Staub ist flüchtig, lässt sich nicht formen. Geformt wurden aber die Leben der von Gewalt erfassten Frauen mit tiefen Furchen. Mit Narben und Verletzungen geformte Körper und Blicke. Es sind aber auch die Verletzungen und Ansprüche der älteren weiblichen Generation an die jeweils jüngere, die Milisavljević thematisiert. Ein komplexes Beziehungsgeflecht voll Spannungen, das Paulina Bittner, Katja Gaudard und Irene Kugler emotionsstark, rund ineinander fließend ausspielen. Ein starkes Zusammenspiel, in dem alle drei brillieren. Paulina Bittner fasziniert darüber hinaus als eine Tochter, die stoisch, abgelöscht funktionieren muss und von allen Facetten des Frau-Seins erdrückt wird.

Staub und Wasser

Das Motiv des Flusses, das sich durch Maria Milisavljevićs Text zieht, manifestiert sich in Kamila Polívkovás Inszenierung in verschiedenen Flüssigkeiten und einem Aquarium-artigen Wasserbassin, in dem die Halskette von der Therese – die der Fritz ihr auf dem Rummel schenkte, bevor er sie vergewaltigte und im Fluss liegen ließ – leblose Gliedmaßen, ein Puppenhaus samt Playmobilfiguren, die zwischen Schlingpflanzen zum Grund hinabsinken, Staub, der sich im Wasser auflöst, treiben.

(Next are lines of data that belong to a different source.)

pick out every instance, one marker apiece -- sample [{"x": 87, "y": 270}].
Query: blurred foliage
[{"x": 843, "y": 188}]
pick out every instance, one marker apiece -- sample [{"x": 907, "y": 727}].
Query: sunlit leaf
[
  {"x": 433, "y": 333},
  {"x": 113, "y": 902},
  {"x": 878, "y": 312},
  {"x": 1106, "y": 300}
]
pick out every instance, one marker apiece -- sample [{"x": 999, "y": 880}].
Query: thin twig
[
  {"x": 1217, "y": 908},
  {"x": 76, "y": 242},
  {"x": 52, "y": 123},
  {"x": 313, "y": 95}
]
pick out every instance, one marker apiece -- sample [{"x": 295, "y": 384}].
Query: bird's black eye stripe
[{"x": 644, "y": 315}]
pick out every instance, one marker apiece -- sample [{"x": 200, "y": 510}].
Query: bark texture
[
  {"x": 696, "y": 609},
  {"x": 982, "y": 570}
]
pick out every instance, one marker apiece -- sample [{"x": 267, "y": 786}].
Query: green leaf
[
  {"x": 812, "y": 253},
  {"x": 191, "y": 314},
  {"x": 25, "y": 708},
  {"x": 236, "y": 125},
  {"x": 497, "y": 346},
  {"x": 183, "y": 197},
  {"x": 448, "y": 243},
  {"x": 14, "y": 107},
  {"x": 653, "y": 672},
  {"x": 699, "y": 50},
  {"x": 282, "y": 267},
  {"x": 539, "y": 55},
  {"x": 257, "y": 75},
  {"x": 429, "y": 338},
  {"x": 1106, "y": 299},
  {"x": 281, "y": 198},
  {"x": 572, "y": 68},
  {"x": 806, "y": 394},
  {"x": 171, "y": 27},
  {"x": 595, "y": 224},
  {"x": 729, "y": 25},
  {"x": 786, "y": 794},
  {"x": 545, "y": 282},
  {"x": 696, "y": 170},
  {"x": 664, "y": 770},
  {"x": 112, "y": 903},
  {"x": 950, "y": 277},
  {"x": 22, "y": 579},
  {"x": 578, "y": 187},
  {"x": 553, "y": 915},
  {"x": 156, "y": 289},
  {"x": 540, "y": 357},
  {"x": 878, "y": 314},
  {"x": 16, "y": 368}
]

Eingefangen wird das von einer Kamera an einem portablen Schwenkarm, die die Nahaufnahmen auf eine große Leinwand projiziert. Bühne und Video von Antonín Šilar ziehen eine filmische Ebene ein, die Milisavljevićs poetischen Text mit ästhetischen Bildern verstärkt. Die Aufnahmen sind nah und doch unscharf wie durch ein Milchglas. Die Staubfrau bleibt schemenhaft. Alle drei Figuren tragen unscheinbare feminine Blusen mit klar abgegrenzten oder blassen, ineinander überlaufenden rot-blauen Farbtupfen. Wenn man es sehen will, sieht man aber nackte, schutzlose Körper, die von Blutergüssen und blauen Flecken übersät sind (Kostüme: Lisa Däßler)

Was bleibt

Datum, Alter, Ort. Datum, Alter, Ort. Das Licht wird schummrig. Wenn die Trennung vom Tatopfer ausgeht und der Angeklagte sich durch die Tat dessen beraubt sieht, was er eigentlich nicht verlieren will, dann entfallen die Mordmerkmale.Irene Kugler schnarrt mit festem Blick diesen Satz immer und immer wieder ins Publikum. Mit jeder Wiederholung verflüchtigt sich der Hohn nicht, er dringt tiefer ein.

Was sie zitiert, ist ein Beschluss des Bundesgerichtshofs vom 29.10.2008, Az. 2 StR 349/08. Diese Formulierung findet sich in neueren gerichtlichen Entscheidungen nicht mehr, die rechtliche Bewertung aber bleibt unverändert, dass keine niederen Beweggründe für einen Mord vorliegen. Es bleibt ein Totschlag – und bekräftigt patriarchale Besitzansprüche und Gewaltverhältnisse. Ein emotional nachwirkender, schauspielerisch und kompositorisch beeindruckender Abend am Schauspiel Leipzig.